For just 6 girls, you really only need one or two nest boxes. I currently use a community nest box that is 14" deep, 60" long and 14" high after the 4" of chopped straw bedding has been added. This size is for ultimately 24 layers. I also recommend a nice thick bedding layer as the girls seem to like that. I use curtains in the front of the box for privacy.
You will want lots of ventilation in your coop. You do NOT need to insulate or provide supplemental heat in the winter. The coop and run should be kept as DRY as possible. Dry prevents so many issues.
I also recommend poop boards under your roosts as that makes keeping the coop clean super easy.
I am currently rebuilding. My run will be lean-to style with a shingle roof, framed in pressure treated lumber and secured with 1/2" galvanized hardware cloth and a 2' HC apron around everything. The HC will be put up with 1/2" SS staples and a gun then secured with either boards screwed over the attachment locations or added galvanized poultry staples.
I'll use wood chips in my run.
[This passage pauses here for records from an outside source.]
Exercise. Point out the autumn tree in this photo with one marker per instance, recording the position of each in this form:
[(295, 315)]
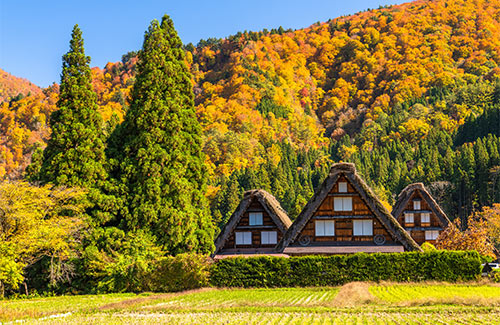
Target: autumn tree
[(37, 222), (158, 147), (474, 237), (74, 155)]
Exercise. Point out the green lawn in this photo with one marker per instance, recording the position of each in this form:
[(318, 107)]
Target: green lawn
[(355, 303)]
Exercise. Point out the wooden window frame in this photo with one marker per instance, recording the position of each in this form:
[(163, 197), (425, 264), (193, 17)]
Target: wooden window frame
[(321, 224), (363, 224), (244, 234), (431, 237), (254, 214), (265, 237), (407, 215), (427, 215), (343, 200)]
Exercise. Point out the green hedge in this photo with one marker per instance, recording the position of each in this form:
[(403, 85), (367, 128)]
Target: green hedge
[(339, 269)]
The chickens love scratching around in them and their poop will just compost with the wood chips. You just rake occasionally to mix the run litter and add more wood chips when needed.
I'll also have natural logs and branches in the run for napping and preening locations.
Don't skimp on the run size. You will regret it. You can let them out when you are out with them (because they are not allowed to free range where you are, you will need to make sure they don't fly out of your fenced in area).
 
What is a poop board? Also, what is the best food for chicks? I have five chicks and I have been feeding them a premium start and grow/medicated food. Is this ok? Whatś the deal with grit? I just learned about that so I ordered some but not sure how much and how long theyŕe supposed to eat that.

This is my poop board. The "tray" under the roost is filled with a mixture of about 1 part PDZ to 3 parts play sand. I use a metal kitty litter scoop to scoop out the poop every morning. It gets put in an old kitty litter bucket and at the end of the week or whenever it is full, it gets dumped in my compost bin.
PB with sand_PDZ.jpg


What you are feeding your chicks is fine.
Offer chick grit in a separate container starting their second week.
Chickens need grit their entire lives. It is what is stored in the gizzard to help them digest their food.
When your chicks are about 7 or 8 weeks old, you can offer them regular size grit.
Grit is not to be confused with oyster shell. They are two completely different things.
Grit is usually crushed granite pieces. Oyster shell is crushed oyster shell, abbreviated OS here. Grit is necessary for proper digestion in birds. OS is used as supplemental calcium in laying birds.
I feed an All Flock type food to my flock because I have a rooster and non-laying pullets, neither of which require the extra calcium. These birds can actually be harmed by too much calcium.
 
OMG, so many different things. So my chicks are about 4 weeks old and I have not given them any grit yet because I just found out about it. Now Iḿ worried that itś so late.
Just to clarify, they need regular food, grit, and oyster shell? Do they all need to be in separate containers? Daily on the latter two? Anything else I should be giving them daily besides water of course?
Thanks for all of your help, by the way!!
 
OMG, so many different things. So my chicks are about 4 weeks old and I have not given them any grit yet because I just found out about it. Now Iḿ worried that itś so late.
Just to clarify, they need regular food, grit, and oyster shell? Do they all need to be in separate containers? Daily on the latter two? Anything else I should be giving them daily besides water of course?
Thanks for all of your help, by the way!!

No need to panic. It will be ok.

Chick feed is more easily digested so they will be ok.

The oyster shell doesn't need to be put out until they start laying.

The grit and feed should NOT be mixed.

Separate containers for each of the 3 items.

I use metal rabbit feeders but any container can work so long as they can get their beaks in. In one coop I use plastic coffee cans with the side cut out. I screwed it to a wall stud so it cannot be tipped.